El retrato

Villa de Leyva, Colombia
 

    Sus ojos verdes cargados de picardía contemplan a Marisa desde la pared del comedor. ¿Qué edad tendría? No lo sabe con certeza, pero no más de cuatro o cinco años. A pesar del tiempo transcurrido, cada vez que pasa por delante del retrato se pregunta que habrá sido de él.

    Pedro y Marisa viajan con cierta frecuencia a Colombia para visitar a la familia de Pedro y, un vez allí, aprovechan para hacer un poco de turismo. Ese día, pasean por las calles de Villa de Leyva, teniendo cuidado de no tropezar con los cantos rodados que tapizan sus calles y que dificultan la marcha. Las casas blancas con las puertas de diferentes colores y sus balcones llenos de buganvilias les transportan a otra época. Todavía no han planificado lo que harán el día siguiente. En el hotel les han dicho que, a apenas ocho kilómetros de la ciudad, hay un convento que vale la pena visitar. Se trata del Monasterio del Santo Eccehomo construido en el siglo XVII por los monjes dominicos, ejemplo de construcción colonial. A los dos les parece una buena idea; disponen de tiempo y, además, tienen un carro que el hermano de Pedro les ha prestado.

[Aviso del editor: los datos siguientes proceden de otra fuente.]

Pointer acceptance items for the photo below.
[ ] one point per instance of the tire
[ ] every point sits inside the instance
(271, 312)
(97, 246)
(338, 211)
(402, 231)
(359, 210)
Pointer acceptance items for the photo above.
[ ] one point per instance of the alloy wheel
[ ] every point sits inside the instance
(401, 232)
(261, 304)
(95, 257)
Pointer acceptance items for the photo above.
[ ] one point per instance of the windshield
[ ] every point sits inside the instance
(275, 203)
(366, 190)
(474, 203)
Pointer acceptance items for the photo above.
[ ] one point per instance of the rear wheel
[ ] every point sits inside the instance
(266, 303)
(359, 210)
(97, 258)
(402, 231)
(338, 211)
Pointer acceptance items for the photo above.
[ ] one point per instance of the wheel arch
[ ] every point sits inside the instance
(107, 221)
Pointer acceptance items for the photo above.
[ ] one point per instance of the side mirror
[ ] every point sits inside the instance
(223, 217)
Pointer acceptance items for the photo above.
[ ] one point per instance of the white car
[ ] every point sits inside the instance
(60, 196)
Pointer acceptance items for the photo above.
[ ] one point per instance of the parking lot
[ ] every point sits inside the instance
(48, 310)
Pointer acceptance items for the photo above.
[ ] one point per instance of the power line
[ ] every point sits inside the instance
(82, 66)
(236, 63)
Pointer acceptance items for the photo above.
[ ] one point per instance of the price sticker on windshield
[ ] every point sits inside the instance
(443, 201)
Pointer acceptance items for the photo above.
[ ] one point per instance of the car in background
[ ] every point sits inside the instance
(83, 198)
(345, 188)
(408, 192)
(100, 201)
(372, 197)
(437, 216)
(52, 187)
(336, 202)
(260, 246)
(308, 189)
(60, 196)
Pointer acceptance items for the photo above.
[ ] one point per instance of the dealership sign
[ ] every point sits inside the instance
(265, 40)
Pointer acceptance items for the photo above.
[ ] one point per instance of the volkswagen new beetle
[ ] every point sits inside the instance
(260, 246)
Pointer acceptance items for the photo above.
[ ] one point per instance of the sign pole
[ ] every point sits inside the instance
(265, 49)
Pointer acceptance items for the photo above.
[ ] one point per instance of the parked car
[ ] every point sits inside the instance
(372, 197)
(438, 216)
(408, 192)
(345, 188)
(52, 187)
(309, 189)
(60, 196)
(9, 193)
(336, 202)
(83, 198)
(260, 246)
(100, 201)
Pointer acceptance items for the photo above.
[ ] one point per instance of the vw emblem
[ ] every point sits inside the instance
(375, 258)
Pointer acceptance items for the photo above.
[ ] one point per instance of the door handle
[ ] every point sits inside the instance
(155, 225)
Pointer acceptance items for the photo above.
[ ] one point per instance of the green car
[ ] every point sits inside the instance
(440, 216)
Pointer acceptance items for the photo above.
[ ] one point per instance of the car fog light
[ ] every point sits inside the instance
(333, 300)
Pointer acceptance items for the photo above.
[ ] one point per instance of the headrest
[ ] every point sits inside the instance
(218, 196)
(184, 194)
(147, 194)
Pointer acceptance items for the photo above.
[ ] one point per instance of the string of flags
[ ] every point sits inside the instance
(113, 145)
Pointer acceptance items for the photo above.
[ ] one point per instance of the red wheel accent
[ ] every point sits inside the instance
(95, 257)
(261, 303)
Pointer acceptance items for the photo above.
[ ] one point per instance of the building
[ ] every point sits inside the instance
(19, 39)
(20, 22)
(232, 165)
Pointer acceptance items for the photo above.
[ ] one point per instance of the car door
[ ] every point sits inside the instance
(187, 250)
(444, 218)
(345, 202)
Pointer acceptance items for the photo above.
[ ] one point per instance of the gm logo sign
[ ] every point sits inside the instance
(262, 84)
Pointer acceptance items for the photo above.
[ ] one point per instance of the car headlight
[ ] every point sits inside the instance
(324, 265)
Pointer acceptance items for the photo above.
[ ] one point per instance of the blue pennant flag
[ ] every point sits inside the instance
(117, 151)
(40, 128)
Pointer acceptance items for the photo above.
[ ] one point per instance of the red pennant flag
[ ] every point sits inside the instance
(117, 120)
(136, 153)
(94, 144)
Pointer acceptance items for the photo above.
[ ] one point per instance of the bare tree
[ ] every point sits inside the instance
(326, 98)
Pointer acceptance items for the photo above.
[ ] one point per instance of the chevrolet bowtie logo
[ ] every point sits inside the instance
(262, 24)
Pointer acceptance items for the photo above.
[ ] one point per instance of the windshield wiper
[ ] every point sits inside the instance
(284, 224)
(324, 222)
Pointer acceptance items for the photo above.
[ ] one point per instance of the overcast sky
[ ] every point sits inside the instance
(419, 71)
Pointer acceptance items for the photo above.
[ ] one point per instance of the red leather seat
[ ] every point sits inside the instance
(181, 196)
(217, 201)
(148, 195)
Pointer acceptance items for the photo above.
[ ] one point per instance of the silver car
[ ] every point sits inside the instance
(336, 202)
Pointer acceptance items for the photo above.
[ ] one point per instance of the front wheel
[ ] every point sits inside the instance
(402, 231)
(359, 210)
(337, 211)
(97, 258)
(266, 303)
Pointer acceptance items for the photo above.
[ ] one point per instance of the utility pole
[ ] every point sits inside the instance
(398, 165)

    A la mañana siguiente, emprenden la marcha. La carretera, si se le puede llamar así, es sinuosa y con muchos baches por lo que no les queda más remedio que ir muy despacio. No les molesta. Como contrapartida, pueden disfrutar sin prisas de un bonito entorno repleto de robles y olivos que recuerda a algunos paisajes mediterráneos.

    A mitad de camino, en un recodo, lo ven. Lleva una gorra a rayas multicolores de la que asoma un flequillo trigueño y una cazadora blanca con mangas azules. Sus diminutos pies llaman la atención por el color de las lazadas de sus bambas desgastadas, una azul y otra roja. Sostiene a dos manos un plato hondo con piedras de formas caprichosas y fósiles de pequeños moluscos. Detienen la marcha, le saludan sonrientes y le preguntan cómo se llama. El niño clava la mirada de sus ojos verdes en la pareja que se siente hipnotizada por la intensidad que transmite. Con un chapurreo infantil repleto de modismos locales les dice que se llama Juan Camilo y que vive en un ranchito no lejos de allí. Añade que ayuda a su hermano mayor a vender piedras y fósiles para sacar unos pesitos. Contra la opinión de Marisa, Pedro cree que no es una buena idea darle dinero. Por eso, le prometen que le traerán un regalo a su regreso del Monasterio. Juan Camilo sonríe con picardía y, cuando le proponen hacerle una foto, posa encantado como si lo hubiera hecho toda la vida.

    El resto del camino lo hacen en silencio. Los muchos años de convivencia hacen que ambos sepan lo que está pensando el otro. La visión del niño les ha conmovido porque les ha recordado lo desigual que es el destino de las personas. Y, sin embargo, no han visto ningún atisbo de tristeza en la mirada del crío.

    La visita al convento colma con creces sus expectativas. Se respira una paz indescriptible y, mientras recorren los silenciosos claustros y contemplan las obras de arte de su capilla, no dejan de pensar en el niño. Al salir encuentran una tiendita muy cerca del Monasterio, que les permitirá cumplir con lo prometido. Compran galletas, dulce de leche y unos caramelos de miel.

    Inician el viaje de vuelta con la ilusión de entregar su regalo a Juan Camilo. Pero, cuando llegan al lugar del encuentro, comprueban decepcionados que no hay rastro del pelao, como llaman allí a los chiquillos. Sin embargo, el niño ha dejado su cazadora encima de unas piedras como testigo de su presencia. Aunque se perderán la reacción de Juan Camilo, dejan el paquete junto a la chaqueta con la esperanza de que lo encuentre allí.